Tuesday, April 22, 2008

What do you think?

Bookstore and poet in war of words over reading

Tuesday, April 22, 2008
By Bob Hoover, Pittsburgh Post-Gazette

Jan Beatty's sexually explicit poetry led to some problems with a scheduled reading at Joseph-Beth Booksellers.
Joseph-Beth Booksellers on the South Side welcomes a steady flow of authors to its store, from porno-film actors such as Ron Jeremy to prize-winning novelists such as Michael Chabon, but it imposed a different set of rules for Pittsburgh poet Jan Beatty.
After the store initially rejected a reading because it found her poetry too "erotic" for its family-friendly store atmosphere, it then offered compromises to permit her to visit.
Beatty said yesterday she has rejected the store's recent offers because the conditions amount to censorship.
What's making the Cincinnati-based chain hot and bothered is Beatty's new poetry collection, "Red Sugar," published by the University of Pittsburgh Press. Some of the poems are sexually explicit.
Maria Sticco, publicist for the press, said that after she sent a copy to the South Side outlet's marketing and events coordinator, Maureen White, to set up a reading, she was told the poetry was inappropriate for the store's "family-friendly atmosphere."
"They said children might hear it over the store's sound system," Sticco said.
Although Beatty has previously read her work at the store, she would not be granted a reading from "Red Sugar" unless the store chose the poems, the publisher was told.
Beatty rejected that offer earlier this month. Friday, Michael Link, Joseph-Beth's publisher relations and event manager, proposed two more options to Sticco:
• A book signing without a reading.
• A reading with the sound system turned off.
Beatty turned those offers down as well.
"Look, I know about readings and how to behave in a professional manner," said the poet. "Plus, I've read there before and there was no problem.
"I don't understand them. I like the store and they say they support writers. Now they are censoring me."
Beatty added that Joseph-Beth is presenting best-selling author David Sedaris next month, "and he's pretty raunchy. Nobody's telling him he can't read there."
Joseph-Beth also held a signing event last year for porn-film actor Jeremy -- an occasion Neil Van Uum, founder of the bookstore chain, said he regrets. "I was terribly concerned about Ron Jeremy, and that decision came right down to the wire," he said Friday.
"But the fact is that [Beatty's] book is of a sexual, erotic nature that made our people uncomfortable. Their sentiment was that the reading was not appropriate for our audiences."
Also troubling Van Uum is a complaint about the Beatty ban from a Pittsburgh attorney, Leone Paradise, a student of the poet's Madwomen writing workshop.
"When an attorney is threatening me, that absolutely gets my attention.
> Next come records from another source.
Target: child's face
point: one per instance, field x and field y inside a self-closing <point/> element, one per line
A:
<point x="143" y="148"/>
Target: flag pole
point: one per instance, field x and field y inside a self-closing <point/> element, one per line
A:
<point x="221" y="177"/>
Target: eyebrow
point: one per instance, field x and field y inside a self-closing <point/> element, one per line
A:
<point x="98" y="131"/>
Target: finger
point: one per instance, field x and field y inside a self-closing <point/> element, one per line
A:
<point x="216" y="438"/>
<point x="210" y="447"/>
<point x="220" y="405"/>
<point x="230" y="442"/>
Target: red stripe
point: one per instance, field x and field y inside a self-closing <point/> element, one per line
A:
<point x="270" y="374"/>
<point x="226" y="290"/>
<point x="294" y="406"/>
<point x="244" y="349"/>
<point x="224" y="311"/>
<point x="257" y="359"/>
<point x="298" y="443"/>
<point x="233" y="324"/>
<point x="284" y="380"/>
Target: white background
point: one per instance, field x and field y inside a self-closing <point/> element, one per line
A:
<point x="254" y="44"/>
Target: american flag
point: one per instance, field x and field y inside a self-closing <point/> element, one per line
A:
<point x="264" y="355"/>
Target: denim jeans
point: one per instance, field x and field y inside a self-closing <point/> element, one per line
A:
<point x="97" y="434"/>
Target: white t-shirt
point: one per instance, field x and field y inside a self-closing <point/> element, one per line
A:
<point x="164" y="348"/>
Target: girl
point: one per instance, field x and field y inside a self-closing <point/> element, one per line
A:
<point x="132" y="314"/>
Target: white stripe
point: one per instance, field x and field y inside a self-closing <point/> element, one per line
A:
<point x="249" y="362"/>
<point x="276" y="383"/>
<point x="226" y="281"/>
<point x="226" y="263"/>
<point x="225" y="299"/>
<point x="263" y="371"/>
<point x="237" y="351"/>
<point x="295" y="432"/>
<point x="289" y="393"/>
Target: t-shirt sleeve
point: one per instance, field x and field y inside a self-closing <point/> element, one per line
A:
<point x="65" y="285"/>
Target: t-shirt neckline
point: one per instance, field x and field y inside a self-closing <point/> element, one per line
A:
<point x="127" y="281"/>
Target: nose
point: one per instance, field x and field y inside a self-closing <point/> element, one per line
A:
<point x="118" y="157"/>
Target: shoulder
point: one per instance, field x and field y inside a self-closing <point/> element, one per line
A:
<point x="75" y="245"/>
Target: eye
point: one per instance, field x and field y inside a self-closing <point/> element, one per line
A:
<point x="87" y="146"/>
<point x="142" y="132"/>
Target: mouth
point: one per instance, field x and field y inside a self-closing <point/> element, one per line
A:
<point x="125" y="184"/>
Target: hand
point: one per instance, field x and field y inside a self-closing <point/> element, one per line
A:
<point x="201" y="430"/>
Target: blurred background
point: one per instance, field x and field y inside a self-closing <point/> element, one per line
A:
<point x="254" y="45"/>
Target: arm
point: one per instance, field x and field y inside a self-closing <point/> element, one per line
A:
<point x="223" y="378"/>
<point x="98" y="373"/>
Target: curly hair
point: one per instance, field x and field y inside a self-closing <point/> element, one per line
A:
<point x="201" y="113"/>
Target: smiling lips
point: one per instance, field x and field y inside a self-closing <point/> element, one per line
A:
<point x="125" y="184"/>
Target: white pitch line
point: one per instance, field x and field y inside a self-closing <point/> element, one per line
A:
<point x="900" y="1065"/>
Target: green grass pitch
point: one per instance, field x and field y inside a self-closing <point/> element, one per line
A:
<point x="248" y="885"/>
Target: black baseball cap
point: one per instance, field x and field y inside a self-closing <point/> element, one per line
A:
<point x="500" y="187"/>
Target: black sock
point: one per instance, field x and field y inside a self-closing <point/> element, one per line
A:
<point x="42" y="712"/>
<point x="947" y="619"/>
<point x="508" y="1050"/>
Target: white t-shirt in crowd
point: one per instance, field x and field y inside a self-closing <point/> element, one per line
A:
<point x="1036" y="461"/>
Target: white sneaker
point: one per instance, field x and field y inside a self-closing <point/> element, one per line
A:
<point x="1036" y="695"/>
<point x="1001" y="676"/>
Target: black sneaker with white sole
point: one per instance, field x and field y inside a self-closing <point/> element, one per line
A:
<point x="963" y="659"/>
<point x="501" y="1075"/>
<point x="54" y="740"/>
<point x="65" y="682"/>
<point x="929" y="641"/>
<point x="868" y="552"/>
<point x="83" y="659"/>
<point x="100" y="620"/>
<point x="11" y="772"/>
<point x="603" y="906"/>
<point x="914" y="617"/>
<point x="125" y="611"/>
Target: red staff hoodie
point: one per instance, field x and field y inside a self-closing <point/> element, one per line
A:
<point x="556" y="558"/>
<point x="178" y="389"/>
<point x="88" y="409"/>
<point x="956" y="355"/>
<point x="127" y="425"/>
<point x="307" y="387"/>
That's the fly in the ointment."
Paradise denies making any threat of legal action against the store and of being retained by Beatty.
"Certainly, I would make no threat," Paradise said. "There was no intent about any legal action. I called them as a person, not a lawyer."
When she called the store manager to learn more about the ban, Paradise admitted she identified herself as an attorney. "When I say I am a lawyer, I know people will answer my call," she said. "I just wanted information."
She added that Joseph-Beth has "every legal right to do what they are doing."
The author of three collections, Beatty, 54, of Wilkinsburg, won the Pittsburgh Cultural Trust's $15,000 creative achievement award in 2000 and the Agnes Lynch Starrett poetry prize from the Pitt Press in 1994.
She is director of creative writing at Carlow University and appears regularly on the city's poetry reading circuit, including Joseph-Beth, where she appeared with another Pittsburgh poet, Gerald Stern, two years ago. Since the book release party April 18, Beatty has given a series of readings in Pittsburgh and at several Pitt branch campuses and has appeared on KDKA-TV.